At the core of this approach, are complex, high skilled and intellectually demanding manufacturing organisations. Additionally, these endeavours will need a flexible, diverse and highly skilled workforce to acquire the capacity to capitalise on opportunities, and exploit changes in technology that present themselves.

Complexity will be the defining factor in these transformational changes, and how organisations and nations harness this complexity will be central to their success.

Hierarchical organisations:

Traditionally, large hierarchical organisations developed to organise and allocate resources to initiatives that increase certainty and predictability with the sole intention of maximising quality and on time performance.

As a consequence of those endeavours, organisations are highly resistant to change and disruption. In addition, as the rate of customer demands and market disruption accelerates, obsolete hierarchical organisations will face the destructive headwinds of change and corporate inertia. Furthermore, because of their very nature, they will also fail to provide today's high skilled workforce with the autonomy to build agile and adaptive systems.

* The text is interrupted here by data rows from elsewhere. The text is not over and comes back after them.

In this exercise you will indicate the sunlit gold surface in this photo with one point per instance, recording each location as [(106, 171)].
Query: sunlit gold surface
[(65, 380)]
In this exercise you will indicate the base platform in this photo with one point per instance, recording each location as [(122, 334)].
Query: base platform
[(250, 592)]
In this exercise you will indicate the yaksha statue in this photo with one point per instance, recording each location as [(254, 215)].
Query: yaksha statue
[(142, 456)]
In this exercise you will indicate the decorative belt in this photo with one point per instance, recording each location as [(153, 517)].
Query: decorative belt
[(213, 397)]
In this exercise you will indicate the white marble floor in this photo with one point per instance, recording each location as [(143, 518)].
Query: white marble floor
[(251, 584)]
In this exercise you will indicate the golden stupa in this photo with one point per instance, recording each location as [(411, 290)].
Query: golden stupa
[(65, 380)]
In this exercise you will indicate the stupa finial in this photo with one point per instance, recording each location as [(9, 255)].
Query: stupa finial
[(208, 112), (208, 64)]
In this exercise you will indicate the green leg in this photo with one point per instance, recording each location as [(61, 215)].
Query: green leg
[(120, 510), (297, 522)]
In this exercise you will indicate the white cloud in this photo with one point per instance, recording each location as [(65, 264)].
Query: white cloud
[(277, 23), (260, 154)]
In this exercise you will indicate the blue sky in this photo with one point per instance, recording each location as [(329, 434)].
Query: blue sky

Organisations commencing difficult transformational changes in order to survive and flourish, will have to consistently monitor the toxic hierarchical parent-child workplace dynamics that have existed for generations, between middle management and their workforce.

Consequently, organisations and nations that neglect to monitor their progress, and to provide consistent, high quality support to their workforce as they construct agile, lean and adaptive cultures, will soon find the cost of replacing a highly skilled workforce with years of product knowledge (In some cases tribal knowledge) a heavy financial burden.

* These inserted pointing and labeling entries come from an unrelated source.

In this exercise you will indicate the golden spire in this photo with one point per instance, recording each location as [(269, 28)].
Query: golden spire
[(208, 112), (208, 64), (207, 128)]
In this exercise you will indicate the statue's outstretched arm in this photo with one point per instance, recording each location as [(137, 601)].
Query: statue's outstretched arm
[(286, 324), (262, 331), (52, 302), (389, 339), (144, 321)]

Compelling today's workforce to commit, and to be more functional and cognitively fluid across many kinds of tasks and situations in an organisation, will create complex demands, including;

1. Increasing complexity.
2. Continuous learning and self-improvement.
3. Improved critical thinking skills.
4. Commit to the process.


Increasing complexity:

There are two significant methods of coping with highly complex systems. Organisations and nations can attempt to reduce the complexity, or they can accordingly embrace the complexity by elevating the cognitive and relational skill-set of their governing body's.

The first method could involve the development of a lean, strategic blueprint that reduces the amount of information needed to be processed by the governing body's, or the standardisation and modularisation of value-adding systems.

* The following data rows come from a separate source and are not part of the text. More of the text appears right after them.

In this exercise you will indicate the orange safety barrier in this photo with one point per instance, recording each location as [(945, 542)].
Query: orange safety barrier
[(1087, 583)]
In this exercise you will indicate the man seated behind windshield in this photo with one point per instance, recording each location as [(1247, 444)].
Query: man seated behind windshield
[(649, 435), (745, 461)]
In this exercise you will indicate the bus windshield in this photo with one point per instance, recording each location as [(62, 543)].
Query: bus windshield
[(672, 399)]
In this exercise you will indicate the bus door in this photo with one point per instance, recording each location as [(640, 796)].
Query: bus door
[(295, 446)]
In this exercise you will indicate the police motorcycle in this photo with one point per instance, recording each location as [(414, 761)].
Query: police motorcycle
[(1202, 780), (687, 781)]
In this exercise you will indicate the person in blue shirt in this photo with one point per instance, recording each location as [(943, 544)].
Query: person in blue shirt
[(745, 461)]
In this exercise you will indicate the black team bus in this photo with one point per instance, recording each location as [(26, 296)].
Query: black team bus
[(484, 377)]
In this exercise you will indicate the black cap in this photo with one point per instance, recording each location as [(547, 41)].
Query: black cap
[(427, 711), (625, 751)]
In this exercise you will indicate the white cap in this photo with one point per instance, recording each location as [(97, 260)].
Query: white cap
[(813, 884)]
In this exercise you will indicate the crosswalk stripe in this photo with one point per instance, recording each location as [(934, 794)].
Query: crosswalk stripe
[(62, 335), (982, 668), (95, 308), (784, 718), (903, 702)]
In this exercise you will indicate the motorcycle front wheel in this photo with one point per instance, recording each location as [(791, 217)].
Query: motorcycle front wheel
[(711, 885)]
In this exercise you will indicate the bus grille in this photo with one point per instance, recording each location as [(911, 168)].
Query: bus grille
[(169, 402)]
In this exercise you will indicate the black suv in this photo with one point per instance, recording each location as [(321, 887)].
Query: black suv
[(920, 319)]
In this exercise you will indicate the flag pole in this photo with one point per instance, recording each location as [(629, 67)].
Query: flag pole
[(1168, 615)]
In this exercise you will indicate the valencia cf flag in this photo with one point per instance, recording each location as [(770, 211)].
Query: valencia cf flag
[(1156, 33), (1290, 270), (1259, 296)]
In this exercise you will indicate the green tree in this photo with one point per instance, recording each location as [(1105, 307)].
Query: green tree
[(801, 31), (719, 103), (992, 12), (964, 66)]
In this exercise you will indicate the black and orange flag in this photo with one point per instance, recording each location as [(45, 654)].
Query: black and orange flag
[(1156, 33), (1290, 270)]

The second method could include a robust learning culture and candid dialogue that increases the cognitive diversity of all participants, and the decentralisation of decision-making and policy processes, which would consequently increase efficiency and streamline the diversity of the governance solution.

Proceeding to a more sustainable governance arrangement that accommodates complexity, will not be simple. Prevalent rules and obsolete structures tend to stabilise systems, however they also make them completely unyielding in periods of major socio-economic transformation.

Ultimately, either technique would decrease the complexity shortfall between the system and its governance arrangement.

Continuous learning and self improvement:

Transformational organisations will need to furnish empowered work environments that provide formal assessment, coupled with real choices, consequences and substantive rewards, while recognising the difficulty facing the individual.

Individuals must be prepared to seek information to identify skill disparity, also recognise areas to improve current performance, keep up with advances in their chosen career path, and anticipate how changes elsewhere in the organisation may affect work demands and future skill requirements.

Self development is of paramount significance to individuals in today's financially restrained, quality motivated and swiftly evolving organisations. Consequently, individuals require insight into organisational objectives and performance requirements to ensure their ability to meet today's and future organisational expectations.

Improved critical thinking skills:

Given that, critical thinking is one of the most important skills required by organisations and nations to achieve their strategic objectives, nations must promote critical thinking and active learning in their national curriculum.

Critical thinking, creativity and lifelong learning are the tools and methods required for individuals, organisations and nations to problem solve, invent and implement complex solutions.

Never before have organisations, individuals and nations operated in such a complex and rapidly changing world where they are bombarded with a constant stream of information. They are being asked to manage this information flow, take on new responsibilities, learn diverse new tasks and make effective decisions, often with limited time, direction and information.

These complex pressures put problem solving and creative thinking at a premium, and ultimately all levels of an organisation or nations are required to recognise and implement sound solutions to track and evaluate results.

Commit to the process:

The ability to persevere and commit to undertake trans-formative changes to increase, high value work requires discipline and clear focus to accomplishing the goals, of increasing the productivity and competitiveness of organisations, individuals and nations.

In conclusion:

Any attempt to store wealth or earn passive income from organisations or nations, that do not promote critical thinking and active learning in their national curriculum or undertake high value work, is in itself defective critical thinking.

Investments in areas that disregard the complexity test will ultimately end with disappointing results.